Выходя за рамки устоявшихся интерпретаций ранних работ Кандинского, в духе теософии и примитивизма, я предлагаю отвести его творчеству иное место в той жаркой философской, политической и эстетической полемике, которая разгорелась в результате повторного открытия в России иконописной традиции. При этом я предлагаю новую систему историко-культурных координат, к которым исследователи практически не обращались, но которые многое дают для понимания живописи Кандинского. В противовес столь распространенному ныне критическому отношению Пунина к Кандинскому как к художнику «отчужденному» и специфическому я показываю, что его художественные и теоретические произведения, начиная с самых ранних, юношеских, в значительной степени возникали под воздействием бурной и сложной полемики, связанной с возрождением иконописи, и явились своеобразным откликом на эту полемику. Все же я не стану утверждать, будто парадигматический переход Кандинского к беспредметности был непосредственной реакцией на русско-византийское возрождение. Как и большинство открытий, ведущих к смене парадигм, открытие Кандинского было, конечно же, обусловлено не воздействием какого-то одного стимула, но сочетанием чрезвычайно сложных психологических, социальных, культурных и эстетических изменений.

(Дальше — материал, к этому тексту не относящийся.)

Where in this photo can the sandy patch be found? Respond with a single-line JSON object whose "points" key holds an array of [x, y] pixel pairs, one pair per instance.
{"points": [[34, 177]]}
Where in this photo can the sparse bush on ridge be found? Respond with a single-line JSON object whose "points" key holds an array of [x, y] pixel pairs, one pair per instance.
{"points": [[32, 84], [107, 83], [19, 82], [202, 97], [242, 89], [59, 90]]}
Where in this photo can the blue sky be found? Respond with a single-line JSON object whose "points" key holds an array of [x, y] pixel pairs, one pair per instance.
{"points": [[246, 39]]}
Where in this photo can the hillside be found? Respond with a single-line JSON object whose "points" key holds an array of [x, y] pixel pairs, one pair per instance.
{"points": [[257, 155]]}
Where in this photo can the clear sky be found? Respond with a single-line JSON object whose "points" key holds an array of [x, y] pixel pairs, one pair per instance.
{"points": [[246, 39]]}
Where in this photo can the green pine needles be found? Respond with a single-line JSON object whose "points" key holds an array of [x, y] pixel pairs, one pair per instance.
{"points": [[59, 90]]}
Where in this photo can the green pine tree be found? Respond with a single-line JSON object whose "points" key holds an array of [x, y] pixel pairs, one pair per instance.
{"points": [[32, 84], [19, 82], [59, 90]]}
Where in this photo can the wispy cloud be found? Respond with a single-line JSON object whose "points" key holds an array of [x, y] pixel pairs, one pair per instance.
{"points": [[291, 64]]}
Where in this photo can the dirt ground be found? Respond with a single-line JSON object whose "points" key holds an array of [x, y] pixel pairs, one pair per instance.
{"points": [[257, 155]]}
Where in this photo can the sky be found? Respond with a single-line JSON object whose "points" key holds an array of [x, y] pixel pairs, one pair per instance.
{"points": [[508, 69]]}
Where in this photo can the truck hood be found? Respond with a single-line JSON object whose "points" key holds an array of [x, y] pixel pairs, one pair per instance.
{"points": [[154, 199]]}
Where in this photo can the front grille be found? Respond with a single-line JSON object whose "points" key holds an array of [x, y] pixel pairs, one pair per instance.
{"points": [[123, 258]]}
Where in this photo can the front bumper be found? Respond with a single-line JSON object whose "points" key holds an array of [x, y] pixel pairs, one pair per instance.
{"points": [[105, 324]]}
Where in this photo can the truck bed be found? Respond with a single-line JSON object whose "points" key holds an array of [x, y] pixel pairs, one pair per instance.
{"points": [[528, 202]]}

Таким образом, в настоящей главе я стремлюсь достичь сразу нескольких разных целей. Во-первых, проследить развитие у Кандинского интереса к иконописной традиции и воздействие этой традиции на его творчество. Во-вторых, показать, каким образом в его произведениях 1908–1913 годов были задействованы изобразительные принципы, свойственные иконописи, – и на формальном уровне, и на теоретическом. В-третьих, рассмотреть философско-эстетические принципы Кандинского этого времени в контексте идей русского религиозного возрождения, прежде всего выраженных в трудах Флоренского. В частности, будут рассмотрены теоретические параллели между так называемым медиевализмом Флоренского и Кандинского, а также между их пониманием роли религии в современном мире, но в то же время будут отмечены и основные различия в их взглядах. Наконец, что особенно важно, в этой главе опровергается столь популярное ныне представление о том, что Кандинского с иконописью связывало лишь мимолетное романтическое увлечение примитивным искусством, мистикой и оккультизмом. Напротив, работы Кандинского довоенного периода будут здесь представлены как выражение альтернативных теоретических воззрений на роль искусства в культуре двадцатого века, противостоящих громким заявлениям формалистов и материалистов авангардного толка, выдвигаемым обычно модернистской историографией на первый план. Осознавал это Кандинский или нет, но его теоретическое обоснование нового духовного искусства коренилось в православной идеологии и эстетике. Таким образом, он фактически разработал для ХХ века концепцию «современной иконы».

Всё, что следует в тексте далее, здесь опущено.